The Centers for Medicare & Medicaid Services (CMS) and the Office of the National Coordinator for Health Information Technology (ONC) released proposed rules intended to increase interoperability and improve patients’ access to their health information, while reducing regulatory burden on hospitals.
The proposed rules support CMS’ MyHealthEData initiative and implement provisions of the 21st Century Cures Act.
The proposed rule on interoperability and patient access aims to increase patient access to health data, promote interoperability across providers and payers, and improve care coordination. Specifically, the rule would:
- revise the Medicare hospital conditions of participation (CoPs) to require hospitals to send electronic notifications to other providers and facilities when a patient is admitted, discharged, or transferred;
- update the frequency with which states must exchange certain data on beneficiaries dually eligible for Medicare and Medicaid to improve benefit coordination for this population; and
- make public a list of hospitals and other providers engaging in “information blocking,” or practices that create excessive barriers to increasing interoperability.
The proposed rule also would require Medicare Advantage plans, state Medicaid fee-for-service and managed care plans, qualified health plans sold on Affordable Care Act exchanges, and certain other payers to increase access to health information by:
- developing application programming interfaces (APIs) to make patient claims and other health information available through third-party applications and developers;
- making provider networks available to enrollees and prospective enrollees through API technology;
- enabling care coordination through trusted exchange networks;
- ensuring patients maintain access to their health information even as they move between plan types; and
- increasing access to health information networks to participate in nationwide exchange of data.
The proposal also includes two requests for feedback on how to improve patient identification and safety to encourage better care coordination across health care settings. The request also seeks ways to promote adoption of interoperable health IT systems across health care settings, including long-term and post-acute care, behavioral health, and settings serving dual-eligible individuals.
CMS also seeks input on promoting interoperability as part of innovative payment and service delivery models developed and tested through the Center for Medicare and Medicaid Innovation.

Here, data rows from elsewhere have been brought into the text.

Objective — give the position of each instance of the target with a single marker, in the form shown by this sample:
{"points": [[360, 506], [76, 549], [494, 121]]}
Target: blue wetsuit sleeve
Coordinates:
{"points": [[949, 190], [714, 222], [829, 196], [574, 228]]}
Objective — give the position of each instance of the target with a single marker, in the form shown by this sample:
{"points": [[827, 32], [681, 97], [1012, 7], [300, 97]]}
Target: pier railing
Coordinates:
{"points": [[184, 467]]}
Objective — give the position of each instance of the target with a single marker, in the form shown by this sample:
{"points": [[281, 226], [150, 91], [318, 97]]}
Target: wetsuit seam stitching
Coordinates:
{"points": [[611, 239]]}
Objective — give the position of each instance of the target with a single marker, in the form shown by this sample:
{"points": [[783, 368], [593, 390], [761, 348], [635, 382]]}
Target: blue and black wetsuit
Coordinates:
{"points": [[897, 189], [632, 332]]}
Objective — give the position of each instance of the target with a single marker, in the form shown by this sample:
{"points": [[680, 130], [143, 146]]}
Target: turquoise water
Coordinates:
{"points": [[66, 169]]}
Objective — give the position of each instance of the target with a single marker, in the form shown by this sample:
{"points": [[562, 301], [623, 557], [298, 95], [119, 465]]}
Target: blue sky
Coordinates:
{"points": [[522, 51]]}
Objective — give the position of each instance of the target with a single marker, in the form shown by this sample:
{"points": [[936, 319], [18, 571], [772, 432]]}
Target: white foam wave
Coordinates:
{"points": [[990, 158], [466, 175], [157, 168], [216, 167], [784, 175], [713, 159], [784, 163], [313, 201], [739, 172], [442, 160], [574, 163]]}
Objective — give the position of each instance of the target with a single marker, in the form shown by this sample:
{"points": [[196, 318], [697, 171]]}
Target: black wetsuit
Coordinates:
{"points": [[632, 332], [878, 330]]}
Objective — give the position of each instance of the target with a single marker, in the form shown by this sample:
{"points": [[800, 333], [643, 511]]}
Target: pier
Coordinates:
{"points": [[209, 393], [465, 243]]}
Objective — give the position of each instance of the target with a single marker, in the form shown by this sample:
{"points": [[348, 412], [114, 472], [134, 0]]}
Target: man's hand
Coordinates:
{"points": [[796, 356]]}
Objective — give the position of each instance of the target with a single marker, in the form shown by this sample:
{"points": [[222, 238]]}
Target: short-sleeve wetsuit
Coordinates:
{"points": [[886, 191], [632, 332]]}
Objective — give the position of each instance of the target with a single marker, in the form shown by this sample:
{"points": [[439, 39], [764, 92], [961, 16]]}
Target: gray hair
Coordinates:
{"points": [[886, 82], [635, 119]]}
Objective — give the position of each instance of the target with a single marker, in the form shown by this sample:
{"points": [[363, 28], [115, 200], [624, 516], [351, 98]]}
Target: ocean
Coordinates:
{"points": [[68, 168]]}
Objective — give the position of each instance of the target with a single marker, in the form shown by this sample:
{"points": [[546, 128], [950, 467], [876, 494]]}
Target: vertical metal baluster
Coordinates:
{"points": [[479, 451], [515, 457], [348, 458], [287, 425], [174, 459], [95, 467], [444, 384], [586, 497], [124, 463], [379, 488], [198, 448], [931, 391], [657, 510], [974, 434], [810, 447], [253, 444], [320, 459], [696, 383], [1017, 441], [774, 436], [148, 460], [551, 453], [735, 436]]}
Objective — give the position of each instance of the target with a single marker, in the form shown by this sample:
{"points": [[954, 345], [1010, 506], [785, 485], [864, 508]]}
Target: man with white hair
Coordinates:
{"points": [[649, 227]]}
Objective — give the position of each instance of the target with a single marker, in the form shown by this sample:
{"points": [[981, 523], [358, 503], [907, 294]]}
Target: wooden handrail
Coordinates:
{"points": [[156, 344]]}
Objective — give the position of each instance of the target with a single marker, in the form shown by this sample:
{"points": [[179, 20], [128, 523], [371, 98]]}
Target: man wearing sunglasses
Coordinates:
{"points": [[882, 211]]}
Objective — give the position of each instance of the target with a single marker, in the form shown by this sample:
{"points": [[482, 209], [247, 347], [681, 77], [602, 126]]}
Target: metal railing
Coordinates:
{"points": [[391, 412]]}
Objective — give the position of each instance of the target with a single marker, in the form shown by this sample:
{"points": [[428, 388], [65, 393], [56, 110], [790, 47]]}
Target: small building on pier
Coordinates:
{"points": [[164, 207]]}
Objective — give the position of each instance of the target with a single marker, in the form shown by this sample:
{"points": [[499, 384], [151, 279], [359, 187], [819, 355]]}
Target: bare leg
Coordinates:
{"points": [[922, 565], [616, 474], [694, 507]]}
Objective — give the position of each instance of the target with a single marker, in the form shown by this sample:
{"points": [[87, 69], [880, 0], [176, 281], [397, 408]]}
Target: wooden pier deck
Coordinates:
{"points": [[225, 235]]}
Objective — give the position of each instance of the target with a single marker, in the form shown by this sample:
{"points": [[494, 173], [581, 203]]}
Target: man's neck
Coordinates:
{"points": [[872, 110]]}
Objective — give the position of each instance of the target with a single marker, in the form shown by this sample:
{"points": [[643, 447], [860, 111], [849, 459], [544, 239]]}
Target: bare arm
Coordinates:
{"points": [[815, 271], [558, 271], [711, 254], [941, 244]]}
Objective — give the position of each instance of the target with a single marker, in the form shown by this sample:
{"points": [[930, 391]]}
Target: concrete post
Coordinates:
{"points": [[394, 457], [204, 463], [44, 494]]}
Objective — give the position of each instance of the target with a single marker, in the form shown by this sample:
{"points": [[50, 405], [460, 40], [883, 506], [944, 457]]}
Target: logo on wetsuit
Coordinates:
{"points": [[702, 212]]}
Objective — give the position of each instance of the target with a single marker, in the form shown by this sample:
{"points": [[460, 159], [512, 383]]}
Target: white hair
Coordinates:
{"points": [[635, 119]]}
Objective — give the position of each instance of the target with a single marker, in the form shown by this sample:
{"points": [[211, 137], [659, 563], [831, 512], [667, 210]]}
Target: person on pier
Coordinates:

Meanwhile, the ONC proposed rule would implement parts of the 21st Century Cures Act related to advancing interoperability; supporting the access, exchange, and use of electronic health information; and addressing information blocking.
The proposed rule emphasizes the importance of patient access to electronic health information with a provision requiring that patients can electronically access such information at no cost.
The proposed rule creates a new certification criterion and other new standards for APIs. It also defines exceptions to the information blocking provisions of the 21st Century Cures Act.
ONC acknowledges the burden hospitals face when switching electronic health record systems and proposes to require that technology developers create ways to export electronic health information to more easily facilitate these transitions.
Both proposed rules were released on the websites of their respective agencies. Comments are due 60 days after they are posted to the Federal Register.